For our planet, humanity is making very much a high stakes wager about the drivers of changing ice dynamics. Our data will be a baseline for when ice on Superior becomes a rarity. That’s what we do now – document the changes and mechanisms, think about mitigations, worry.

Yearly I find myself standing on the shore to let the tensions of a busy fall semester follow my imagination out over the foam stringers and the dark water. Ice can surprise you, sometimes it freezes suddenly and clear and you can skate effortlessly over an invisible window on the underwater plants – small bubbles literally frozen in place. Sometimes it freezes halfheartedly only to be broken in the morning chop – sounding like a great chorus of muffled gentle wind chimes on the windward shore. Sometimes it sings like a whale song when the sun sets, and the temperatures drop.

We entwine our spiritual rhythms with earthly rhythms. With our earthly realities changing, will our spiritual realities change too? Can we do any less? Our hemisphere tilts farther into the dark, and cold introspection becomes tactile. My advent draws more naturally with the spiritual gravity of open water nearby. Any day now, open water will be gone. Iced over and covered with snow (at least for now). And then, it too, will be something to long for again.



*Sharma, S., Blagrave, K., Magnuson, J.J. et al. Widespread loss of lake ice around the Northern Hemisphere in a warming world. Nat. Clim. Chang. 9, 227–231 (2019). https://doi.org/10.1038/s41558-018-0393-5

Tim Van Deelen

Tim Van Deelen is Professor of Forest and Wildlife Ecology at the University of Wisconsin – Madison.

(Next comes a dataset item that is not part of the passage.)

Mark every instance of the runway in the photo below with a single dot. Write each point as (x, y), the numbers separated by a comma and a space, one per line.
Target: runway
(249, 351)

He grew up in Hudsonville, Michigan, and graduated from Calvin College. From there he went on to the University of Montana and Michigan State University. He now studies large mammal population dynamics, sails on Lake Mendota, enjoys a good plate of whitefish, and gains hope for the future from terrific graduate students. 

7 Comments

  • Daniel Meeter says:

    Thank you so much.

  • EB says:

    Your love of nature opens our eyes to the amazing wonders right around us. We needn’t travel far; we only need to observe. Thanks, Tim, for this and for causing us to worry a bit more–rightfully so.

  • Thomas Boogaart says:

    Yearly I find myself standing on the shore to let the tensions of a busy fall semester follow my imagination out over the foam stringers and the dark water.

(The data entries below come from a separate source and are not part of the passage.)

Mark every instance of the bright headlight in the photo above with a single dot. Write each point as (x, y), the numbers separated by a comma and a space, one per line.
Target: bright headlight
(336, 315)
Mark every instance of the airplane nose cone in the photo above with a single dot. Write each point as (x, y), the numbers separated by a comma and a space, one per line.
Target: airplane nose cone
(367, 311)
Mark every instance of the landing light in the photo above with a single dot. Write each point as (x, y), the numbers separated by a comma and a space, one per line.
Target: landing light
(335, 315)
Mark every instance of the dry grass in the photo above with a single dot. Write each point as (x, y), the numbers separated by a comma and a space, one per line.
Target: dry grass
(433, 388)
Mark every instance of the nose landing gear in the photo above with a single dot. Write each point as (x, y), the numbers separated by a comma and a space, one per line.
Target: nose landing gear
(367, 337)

    Erazim Kohak in his underappreciated book, The Embers and the Stars: a philosophical inquiry into the moral sense of nature, suggests that the natural world absorbs our pain unlike the manufactured worlds we have created for ourselves. He suggests provocatively that God asks Job all those questions about the natural world at the end of book in order to break down the isolation that suffering brings and to reconnect him to nature and thus to a God-given means of healing. He implies that the degradation of the natural world will lead inevitably to the degradation of our souls.

  • Jack Ridl says:

    Thank you for writing so warm-heartedly. Your piece embodies how to live in astonishment within deep concern.
    What loving work you do. This for me is incarnation.

  • Fred Mueller says:

    Thanks for taking cold (!) hard fact and making it a matter for heart and faith and concern. Though about ice, your writing leads us to warmth of human relationship with, responsibility for and well, just love of nature and its Creator.

  • Beautifully said, Tim. Record and analyze, but never lose sight of the passing beauty of God’s good earth.